Lynn Willett tells the St. Louis Post-Dispatch (http://bit.ly/2jAGF6F ) that saving Ben Ownby and Shawn Hornbeck from Michael Devlin's suburban St. Louis apartment in 2007 was "a significant day for all of us."
Ownby was 13 when Devlin abducted him from a school bus stop in rural Franklin County. Four days later, he was found in Devlin's apartment along with Hornbeck, who was 15 and had been missing since 2002. Devlin later was convicted and is serving multiple life sentences.
Ownby and Hornbeck have remained out of the limelight in recent years. Willett, 57 and retired from the FBI since 2010, attended Ownby's Eagle Scout ceremony years ago, and replied to a 2014 tweet from Shawn but never got a reply.
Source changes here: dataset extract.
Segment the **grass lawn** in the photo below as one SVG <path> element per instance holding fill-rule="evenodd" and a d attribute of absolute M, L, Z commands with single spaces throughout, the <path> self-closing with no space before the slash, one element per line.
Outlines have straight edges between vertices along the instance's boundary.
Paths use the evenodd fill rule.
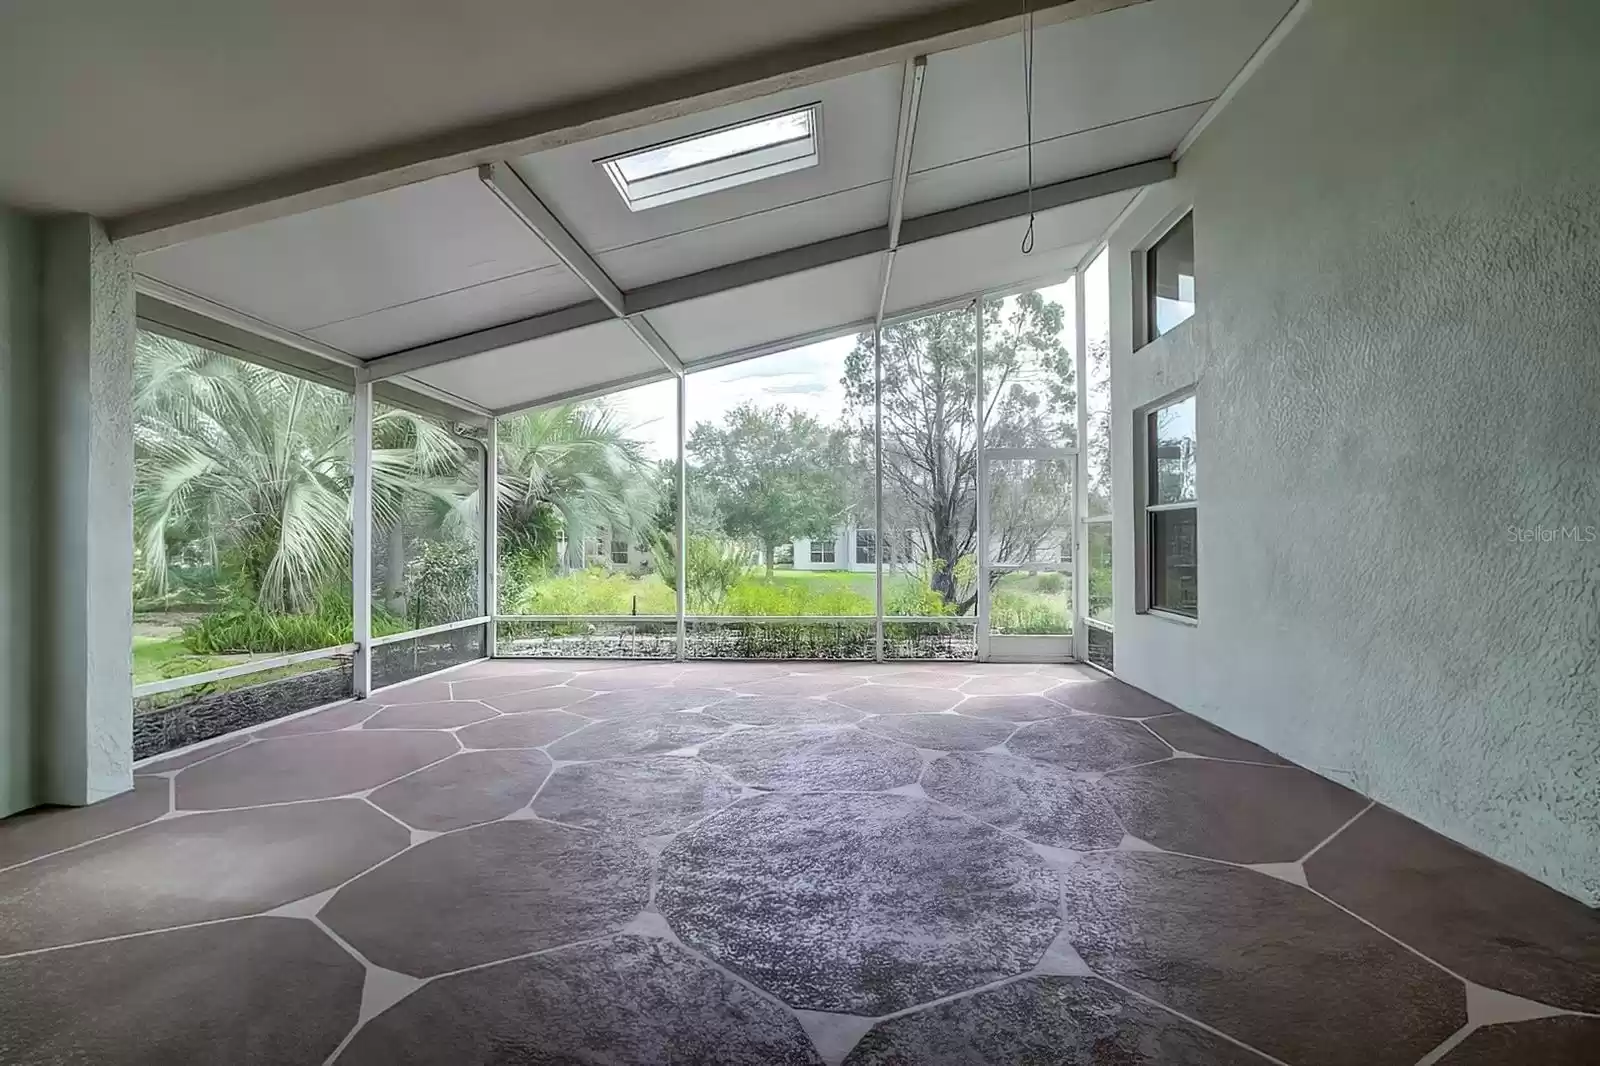
<path fill-rule="evenodd" d="M 241 663 L 248 655 L 196 655 L 184 647 L 182 637 L 133 638 L 133 683 L 162 681 L 185 674 L 203 674 L 219 666 Z"/>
Willett hasn't forgotten Jan. 12, 2007, when she and FBI Special Agent Tina Kinney were checking tips about white pickup trucks resembling one seen near Ownby's abduction. One led took them to a pizza restaurant in a St. Louis suburb, where the eatery's manager, Devlin, owned such a vehicle.
Devlin wouldn't make eye contact with the investigators, and Willett said: "my Spidey-senses were up, almost immediately." But he gave them permission to search his truck.
"I had a sense very early on, based on the way he was answering questions, that it wasn't quite adding up," Willett remembers of Devlin, who kept mentioning a godson named "Shawn." When Willett told him that tire tracks at the kidnap scene could be the key in solving the case, Devlin lowered his head, told her he was a "bad person" and confessed that the godson "Shawn" was the missing Hornbeck. And that he also had Ownby.
"He said, 'I have Shawn.' I said, 'Take us to him,'" she said.
Accompanied by investigators, Devlin unlocked his apartment door and announced, "The police are here," Willett said. The boys were playing video games. When Ownby ran to her, she told him, "You're with the FBI, and you're safe.'"
She says she's reluctant to talk about the day the boys' disappearances ended.
"I want the story to be theirs to tell," she said. "I'm an important cog in it, but it's a personal thing for each boy and their family. It's their story to tell."